Joel Plaskett - La De Da - Release Date: Out Now
It's a long way to Arizona, and it's a longing that carries Joel Plaskett home to Halifax. His new album, La De Da, is about what happens when you know you have to go away; what happens when you know you have to go home; and what you do on the road in between.
Plaskett recorded La De Da far from home, in Phoenix, AZ, when a fan made him an offer he literally couldn't refuse.
Although Bob Hoag first invited Plaskett to record at his Flying Blanket studio about two years ago, at first the seasoned indie rocker didn't do anything about it.

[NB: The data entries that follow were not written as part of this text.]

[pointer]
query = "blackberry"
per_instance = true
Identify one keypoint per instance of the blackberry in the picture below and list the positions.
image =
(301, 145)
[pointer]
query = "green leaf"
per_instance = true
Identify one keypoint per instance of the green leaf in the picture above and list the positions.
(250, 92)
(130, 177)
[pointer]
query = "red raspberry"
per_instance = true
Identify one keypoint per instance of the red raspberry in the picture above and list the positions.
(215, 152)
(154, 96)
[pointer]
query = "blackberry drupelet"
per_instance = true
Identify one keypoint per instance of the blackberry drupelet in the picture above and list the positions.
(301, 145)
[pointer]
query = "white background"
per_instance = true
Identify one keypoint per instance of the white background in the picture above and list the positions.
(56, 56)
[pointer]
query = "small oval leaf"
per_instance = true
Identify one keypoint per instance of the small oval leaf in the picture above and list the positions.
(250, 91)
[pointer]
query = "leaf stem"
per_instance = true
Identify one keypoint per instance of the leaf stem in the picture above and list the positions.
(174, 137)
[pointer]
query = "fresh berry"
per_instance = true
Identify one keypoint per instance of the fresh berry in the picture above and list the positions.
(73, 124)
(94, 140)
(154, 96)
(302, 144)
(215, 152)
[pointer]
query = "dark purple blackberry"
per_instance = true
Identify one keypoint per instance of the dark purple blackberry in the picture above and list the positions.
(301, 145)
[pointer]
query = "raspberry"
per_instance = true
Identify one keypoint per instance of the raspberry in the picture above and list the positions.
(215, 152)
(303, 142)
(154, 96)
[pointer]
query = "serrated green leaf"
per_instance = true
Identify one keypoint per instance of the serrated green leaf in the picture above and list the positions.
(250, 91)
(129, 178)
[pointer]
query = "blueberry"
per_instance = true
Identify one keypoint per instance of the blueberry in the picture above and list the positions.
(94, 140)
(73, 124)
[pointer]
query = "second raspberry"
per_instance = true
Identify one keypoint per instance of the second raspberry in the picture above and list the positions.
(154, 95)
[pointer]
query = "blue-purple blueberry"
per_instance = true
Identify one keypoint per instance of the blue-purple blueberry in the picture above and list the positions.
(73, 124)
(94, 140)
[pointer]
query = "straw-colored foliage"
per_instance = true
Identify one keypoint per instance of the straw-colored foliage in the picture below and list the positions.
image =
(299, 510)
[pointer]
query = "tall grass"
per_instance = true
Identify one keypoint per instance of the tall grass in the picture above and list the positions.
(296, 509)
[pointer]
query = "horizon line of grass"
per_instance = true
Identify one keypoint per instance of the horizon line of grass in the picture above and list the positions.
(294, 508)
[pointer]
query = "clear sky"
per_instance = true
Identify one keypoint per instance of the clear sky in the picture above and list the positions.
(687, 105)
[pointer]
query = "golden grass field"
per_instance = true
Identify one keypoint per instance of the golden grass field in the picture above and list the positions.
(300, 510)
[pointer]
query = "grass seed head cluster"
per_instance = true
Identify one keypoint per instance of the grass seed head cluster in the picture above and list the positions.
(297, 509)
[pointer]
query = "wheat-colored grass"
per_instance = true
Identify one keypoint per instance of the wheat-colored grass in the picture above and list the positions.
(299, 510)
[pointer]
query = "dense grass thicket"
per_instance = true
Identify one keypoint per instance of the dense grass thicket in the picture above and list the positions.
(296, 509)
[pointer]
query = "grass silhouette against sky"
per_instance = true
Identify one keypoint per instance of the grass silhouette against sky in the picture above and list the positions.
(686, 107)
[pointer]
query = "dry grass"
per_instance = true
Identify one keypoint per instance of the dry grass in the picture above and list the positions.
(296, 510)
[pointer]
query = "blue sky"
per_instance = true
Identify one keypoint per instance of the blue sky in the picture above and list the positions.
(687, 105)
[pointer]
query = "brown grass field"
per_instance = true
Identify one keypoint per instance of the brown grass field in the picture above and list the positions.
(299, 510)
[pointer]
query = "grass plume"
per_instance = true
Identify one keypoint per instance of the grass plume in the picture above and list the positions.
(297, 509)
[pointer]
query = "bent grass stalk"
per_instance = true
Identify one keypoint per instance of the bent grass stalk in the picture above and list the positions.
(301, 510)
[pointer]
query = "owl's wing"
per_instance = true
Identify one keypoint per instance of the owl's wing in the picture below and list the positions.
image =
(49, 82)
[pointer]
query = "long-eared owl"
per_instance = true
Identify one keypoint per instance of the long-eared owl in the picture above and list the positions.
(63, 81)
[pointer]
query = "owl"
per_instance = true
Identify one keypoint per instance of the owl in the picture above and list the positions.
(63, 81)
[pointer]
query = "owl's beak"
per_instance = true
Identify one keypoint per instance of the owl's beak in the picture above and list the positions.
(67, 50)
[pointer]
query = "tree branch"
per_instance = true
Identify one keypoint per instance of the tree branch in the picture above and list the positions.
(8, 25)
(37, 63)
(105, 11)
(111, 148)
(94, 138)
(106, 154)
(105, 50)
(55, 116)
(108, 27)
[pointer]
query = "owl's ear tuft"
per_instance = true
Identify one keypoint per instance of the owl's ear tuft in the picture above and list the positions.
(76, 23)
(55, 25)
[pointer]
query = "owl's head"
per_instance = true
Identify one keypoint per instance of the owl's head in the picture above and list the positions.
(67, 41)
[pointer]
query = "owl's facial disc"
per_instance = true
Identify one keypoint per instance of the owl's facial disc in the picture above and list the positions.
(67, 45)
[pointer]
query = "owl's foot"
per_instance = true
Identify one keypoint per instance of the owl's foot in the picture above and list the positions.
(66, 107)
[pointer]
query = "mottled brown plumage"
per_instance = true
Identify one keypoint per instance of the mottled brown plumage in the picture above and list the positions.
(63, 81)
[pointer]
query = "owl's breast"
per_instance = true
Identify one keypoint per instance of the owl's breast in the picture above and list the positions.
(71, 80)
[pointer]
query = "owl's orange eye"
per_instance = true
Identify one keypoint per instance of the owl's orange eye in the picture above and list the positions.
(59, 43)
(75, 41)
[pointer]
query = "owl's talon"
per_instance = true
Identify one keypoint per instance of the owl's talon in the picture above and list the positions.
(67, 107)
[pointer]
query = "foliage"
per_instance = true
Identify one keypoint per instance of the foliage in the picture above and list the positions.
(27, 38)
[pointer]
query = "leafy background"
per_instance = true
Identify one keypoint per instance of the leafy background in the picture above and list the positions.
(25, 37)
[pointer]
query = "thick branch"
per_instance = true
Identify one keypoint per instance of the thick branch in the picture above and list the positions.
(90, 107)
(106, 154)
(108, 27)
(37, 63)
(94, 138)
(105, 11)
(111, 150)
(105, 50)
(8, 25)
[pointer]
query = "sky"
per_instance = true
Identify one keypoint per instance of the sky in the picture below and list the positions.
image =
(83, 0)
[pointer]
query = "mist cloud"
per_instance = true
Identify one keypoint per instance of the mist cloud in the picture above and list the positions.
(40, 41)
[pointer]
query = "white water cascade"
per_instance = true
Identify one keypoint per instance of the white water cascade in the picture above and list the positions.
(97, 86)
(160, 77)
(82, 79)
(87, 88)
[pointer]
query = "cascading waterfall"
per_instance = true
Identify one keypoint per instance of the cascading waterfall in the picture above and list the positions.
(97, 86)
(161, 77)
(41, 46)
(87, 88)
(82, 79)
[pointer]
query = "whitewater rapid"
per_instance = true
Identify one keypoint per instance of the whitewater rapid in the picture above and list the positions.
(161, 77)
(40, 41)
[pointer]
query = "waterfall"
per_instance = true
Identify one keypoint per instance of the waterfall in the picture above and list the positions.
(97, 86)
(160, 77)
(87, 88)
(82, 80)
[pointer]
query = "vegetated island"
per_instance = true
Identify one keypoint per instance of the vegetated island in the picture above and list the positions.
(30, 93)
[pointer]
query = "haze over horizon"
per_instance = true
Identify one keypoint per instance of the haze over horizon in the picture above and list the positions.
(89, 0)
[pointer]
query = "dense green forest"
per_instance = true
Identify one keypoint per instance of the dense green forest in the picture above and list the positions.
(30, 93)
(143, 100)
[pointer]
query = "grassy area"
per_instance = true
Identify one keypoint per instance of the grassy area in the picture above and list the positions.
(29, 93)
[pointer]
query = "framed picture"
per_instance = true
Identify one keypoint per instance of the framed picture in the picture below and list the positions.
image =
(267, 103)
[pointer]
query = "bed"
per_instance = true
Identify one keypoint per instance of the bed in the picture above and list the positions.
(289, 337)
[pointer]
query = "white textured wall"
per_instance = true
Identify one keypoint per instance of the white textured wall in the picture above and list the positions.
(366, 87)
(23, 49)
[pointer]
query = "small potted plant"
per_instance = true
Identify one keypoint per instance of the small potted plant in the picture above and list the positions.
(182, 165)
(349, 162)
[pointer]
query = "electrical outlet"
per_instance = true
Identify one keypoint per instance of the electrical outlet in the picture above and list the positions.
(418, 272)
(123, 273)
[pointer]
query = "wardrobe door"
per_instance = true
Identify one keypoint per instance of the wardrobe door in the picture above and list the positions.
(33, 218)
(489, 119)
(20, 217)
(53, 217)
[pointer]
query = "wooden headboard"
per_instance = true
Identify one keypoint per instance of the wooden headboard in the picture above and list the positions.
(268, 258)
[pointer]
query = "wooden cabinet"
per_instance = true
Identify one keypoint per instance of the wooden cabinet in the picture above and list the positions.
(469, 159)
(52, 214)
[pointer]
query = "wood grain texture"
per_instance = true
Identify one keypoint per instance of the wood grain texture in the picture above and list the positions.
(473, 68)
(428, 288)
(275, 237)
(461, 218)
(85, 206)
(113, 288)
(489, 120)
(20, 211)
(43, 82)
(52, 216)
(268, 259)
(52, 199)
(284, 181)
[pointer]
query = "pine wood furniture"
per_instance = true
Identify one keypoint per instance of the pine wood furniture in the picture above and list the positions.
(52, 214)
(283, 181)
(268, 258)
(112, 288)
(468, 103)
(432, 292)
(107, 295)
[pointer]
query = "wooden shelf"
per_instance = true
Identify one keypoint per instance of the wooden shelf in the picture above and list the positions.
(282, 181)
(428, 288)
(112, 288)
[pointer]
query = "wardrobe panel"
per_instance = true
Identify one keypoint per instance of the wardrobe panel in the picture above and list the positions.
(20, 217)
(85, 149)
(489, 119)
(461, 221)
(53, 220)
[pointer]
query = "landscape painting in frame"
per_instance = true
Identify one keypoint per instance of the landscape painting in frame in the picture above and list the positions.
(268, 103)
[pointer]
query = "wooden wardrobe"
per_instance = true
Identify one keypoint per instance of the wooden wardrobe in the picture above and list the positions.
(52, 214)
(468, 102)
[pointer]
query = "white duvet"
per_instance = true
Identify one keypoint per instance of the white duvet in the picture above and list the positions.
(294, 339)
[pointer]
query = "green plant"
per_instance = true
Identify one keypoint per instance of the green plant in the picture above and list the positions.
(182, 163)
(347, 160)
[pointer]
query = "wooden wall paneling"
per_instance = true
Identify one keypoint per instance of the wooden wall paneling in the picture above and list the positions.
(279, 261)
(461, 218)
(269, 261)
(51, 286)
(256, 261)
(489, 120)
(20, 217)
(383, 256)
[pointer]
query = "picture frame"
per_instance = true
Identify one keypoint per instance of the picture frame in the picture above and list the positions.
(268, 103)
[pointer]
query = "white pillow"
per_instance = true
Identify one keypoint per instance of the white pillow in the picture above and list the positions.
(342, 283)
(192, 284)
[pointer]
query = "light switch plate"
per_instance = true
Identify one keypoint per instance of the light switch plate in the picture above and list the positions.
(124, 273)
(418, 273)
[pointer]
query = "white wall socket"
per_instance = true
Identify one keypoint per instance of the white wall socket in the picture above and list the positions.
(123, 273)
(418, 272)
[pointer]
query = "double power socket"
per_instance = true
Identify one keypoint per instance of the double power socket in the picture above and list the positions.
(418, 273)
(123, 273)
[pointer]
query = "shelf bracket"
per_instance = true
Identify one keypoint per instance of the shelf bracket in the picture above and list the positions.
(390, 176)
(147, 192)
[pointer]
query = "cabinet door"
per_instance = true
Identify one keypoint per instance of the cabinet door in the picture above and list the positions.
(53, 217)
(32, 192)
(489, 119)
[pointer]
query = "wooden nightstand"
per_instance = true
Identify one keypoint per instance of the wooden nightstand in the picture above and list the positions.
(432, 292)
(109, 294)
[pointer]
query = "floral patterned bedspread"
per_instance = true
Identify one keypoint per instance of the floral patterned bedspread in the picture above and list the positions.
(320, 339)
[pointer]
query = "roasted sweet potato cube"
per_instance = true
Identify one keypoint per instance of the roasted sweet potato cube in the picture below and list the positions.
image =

"But when I was thinking of making another record," says Plaskett, "I e-mailed Bob and said 'What are your rates?' Toying with the idea. He e-mailed me back and said 'I'd love to have you here. I'll record you for free and you can stay at my house. My wife and I, we've got a pool,'" says Plaskett, laughing broadly at his own good fortune.
By the time he got to Phoenix, Plaskett had driven clear across the continent in his old Suburban truck. The trip was something like the travelogue described in one of his best new songs, a lazy, panoramic riff-rocker called "Natural Disaster: "I left Nova Scotia/ Headed down the coast / Tore a strip off Memphis/ Before I left for Roanoke / I punished Pecos County/ And headed for Las Cruces." Not to mention the barren badlands, and a Texas tornado.
"I didn't have all the songs done, and I wanted to present myself with a challenge," says Plaskett. "A chunk of time on my own where I would just be traveling and thinking about the record. But when I got there, I still didn't know exactly what I was gonna record."
Which left a lot of room for spontaneity (like vocal asides, thuds and clunks).
Even if Plaskett did play almost all of the instruments himself. "With my last album, Truthfully Truthfully, I demo'ed everything and was going for a kind of 'modern rock' sound," says Plaskett. "But with this record, I didn't know what I was doing!" he adds, laughing. "I'd never played 'Lonely Love' for anybody. I had no idea how it was going to go, and I wrote two of the lines as the mike was on. I tried to let the ideas flow through and not second-guess them. The album was recorded in about two weeks."
Although it contains his travels, La De Da is bookended by songs rooted in Halifax, and in Plaskett's memories of his good old early days: The mid-'90s, when he led Thrush Hermit - alongside Sloan, Eric's Trip and jale - to glory, as the then-booming Haligonian scene went from local to international.